歯周病は何歳からなる?20代・30代でも進む理由と対策【錦糸町】
「歯周病は年をとってからの病気」と思っている方は少なくありません。錦糸町でお仕事帰りに立ち寄られる20代・30代の方からも、「まだ自分には関係ないですよね」と聞かれることがあります。ところが、歯周病は何歳からなるのかを調べていくと、始まりは意外と早く、10代後半から歯ぐきの炎症が見つかる方がいることが分かります。しかも若いうちは痛みが出にくいため、本人が気づかないまま静かに進むことが多いのです。
この記事では、まず歯周病が年代ごとにどのような姿で現れるのかを整理し、次に20代・30代で見過ごされやすい理由を3つに分けてお話しします。最後に、若い世代が今日からできる対策と、錦糸町で歯ぐきの状態を確かめるタイミングをまとめました。「まだ大丈夫」と思っている方にこそ、読んでいただきたい内容です。
歯周病は何歳から始まる?
年代ごとの実態
10代後半から「歯肉炎」という入口が開く
歯周病の入口は歯肉炎です。
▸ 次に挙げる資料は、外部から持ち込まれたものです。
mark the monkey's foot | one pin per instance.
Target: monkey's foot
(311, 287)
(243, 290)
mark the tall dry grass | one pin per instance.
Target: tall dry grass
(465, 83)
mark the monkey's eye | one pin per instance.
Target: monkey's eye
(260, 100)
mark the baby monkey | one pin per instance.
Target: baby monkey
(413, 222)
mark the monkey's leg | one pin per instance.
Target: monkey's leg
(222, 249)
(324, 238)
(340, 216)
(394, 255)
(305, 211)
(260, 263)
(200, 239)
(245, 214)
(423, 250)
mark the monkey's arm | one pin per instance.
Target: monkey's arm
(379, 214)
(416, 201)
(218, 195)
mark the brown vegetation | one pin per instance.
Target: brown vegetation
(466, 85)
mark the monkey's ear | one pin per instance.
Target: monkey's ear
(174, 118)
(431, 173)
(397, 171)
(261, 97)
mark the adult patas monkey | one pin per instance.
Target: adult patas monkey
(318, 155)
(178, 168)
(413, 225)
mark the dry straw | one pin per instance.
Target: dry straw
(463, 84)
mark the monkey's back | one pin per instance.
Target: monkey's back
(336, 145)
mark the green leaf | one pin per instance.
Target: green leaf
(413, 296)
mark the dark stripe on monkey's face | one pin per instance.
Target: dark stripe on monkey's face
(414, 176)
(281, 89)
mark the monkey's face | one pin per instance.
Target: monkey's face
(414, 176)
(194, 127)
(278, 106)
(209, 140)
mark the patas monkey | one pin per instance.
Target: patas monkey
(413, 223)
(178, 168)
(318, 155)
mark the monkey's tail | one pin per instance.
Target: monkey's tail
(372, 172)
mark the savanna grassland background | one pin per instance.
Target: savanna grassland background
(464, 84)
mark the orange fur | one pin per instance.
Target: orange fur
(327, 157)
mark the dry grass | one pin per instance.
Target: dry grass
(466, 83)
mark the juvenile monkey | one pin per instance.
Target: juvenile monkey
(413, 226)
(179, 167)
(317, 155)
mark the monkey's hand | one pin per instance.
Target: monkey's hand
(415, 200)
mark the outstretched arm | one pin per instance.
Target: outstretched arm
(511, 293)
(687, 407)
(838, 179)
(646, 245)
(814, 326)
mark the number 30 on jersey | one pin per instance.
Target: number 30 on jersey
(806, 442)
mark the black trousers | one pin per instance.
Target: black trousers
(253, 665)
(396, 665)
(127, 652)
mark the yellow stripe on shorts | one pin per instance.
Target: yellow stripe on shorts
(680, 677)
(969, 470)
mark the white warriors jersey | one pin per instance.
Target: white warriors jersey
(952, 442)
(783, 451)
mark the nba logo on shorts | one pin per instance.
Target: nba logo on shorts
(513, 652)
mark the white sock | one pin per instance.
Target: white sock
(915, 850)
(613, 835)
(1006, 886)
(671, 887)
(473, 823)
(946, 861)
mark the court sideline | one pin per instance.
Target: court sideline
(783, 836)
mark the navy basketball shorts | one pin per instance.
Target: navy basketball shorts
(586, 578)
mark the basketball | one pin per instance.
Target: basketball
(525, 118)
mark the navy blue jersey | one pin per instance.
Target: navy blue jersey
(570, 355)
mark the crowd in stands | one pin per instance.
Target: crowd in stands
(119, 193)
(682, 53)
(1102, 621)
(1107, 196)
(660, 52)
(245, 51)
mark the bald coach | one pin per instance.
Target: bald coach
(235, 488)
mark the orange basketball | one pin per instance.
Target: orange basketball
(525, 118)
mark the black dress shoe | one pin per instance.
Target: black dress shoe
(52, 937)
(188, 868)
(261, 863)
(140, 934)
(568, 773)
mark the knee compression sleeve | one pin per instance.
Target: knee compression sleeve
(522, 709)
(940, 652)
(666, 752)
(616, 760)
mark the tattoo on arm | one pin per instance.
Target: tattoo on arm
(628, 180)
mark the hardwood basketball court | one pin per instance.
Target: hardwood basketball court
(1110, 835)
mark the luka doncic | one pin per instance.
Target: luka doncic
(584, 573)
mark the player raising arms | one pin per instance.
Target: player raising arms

歯と歯ぐきの境目にプラーク(歯垢)がたまり、歯ぐきだけが赤く腫れている状態で、この段階では歯を支える骨はまだ傷んでいません。実は歯肉炎そのものは中高生の頃から珍しくなく、部活や受験で生活が不規則になった時期に歯ぐきから血がにじんだ経験を持つ方は多いはずです。日本歯周病学会も、30代以上の3人に2人が歯周病にかかっているという現状をふまえ、10代後半から20代にかけての確実なプラークコントロールが必要だとしています(参照:日本歯周病学会「歯周病Q&A「歯周病の予防」」 https://www.perio.jp/qa/prevention/ )。つまり「何歳から気をつけるか」の答えは、永久歯がそろった時点から、ということになります。
20代・30代は「歯肉炎から歯周炎へ」の分かれ道
歯肉炎の段階で汚れが落とせれば歯ぐきは元の状態に戻ります。ところが炎症が続くと、歯ぐきと歯の間の溝が深くなって細菌がすみつき、やがて歯を支える骨にまで影響が及びます。ここからが歯周炎、いわゆる本格的な歯周病です。多くの方がこの分かれ道を通るのが、生活が大きく変わる20代から30代です。就職や一人暮らし、結婚や出産で毎日のリズムが変わり、歯科医院から足が遠のく時期と重なります。
年代で変わる「気づき方」
厚生労働省のe-ヘルスネットは、歯周疾患の自覚症状として、若い年代では歯ぐきからの出血が目立つ一方、年齢が高くなるにつれて歯ぐきが下がって歯の根が出ている、歯がグラグラするといった進んだ症状が増えていくと説明しています(参照:厚生労働省 e-ヘルスネット「歯周疾患の有病状況」 https://www.e-healthnet.mhlw.go.jp/information/teeth/h-03-004.html )。同じ資料では、前期高齢者の53%、後期高齢者の62%に歯周ポケットがあるという数字も示されています。若い頃の「たまに血が出る」が、数十年後の「歯が動く」につながっている、と考えると分かりやすいでしょう。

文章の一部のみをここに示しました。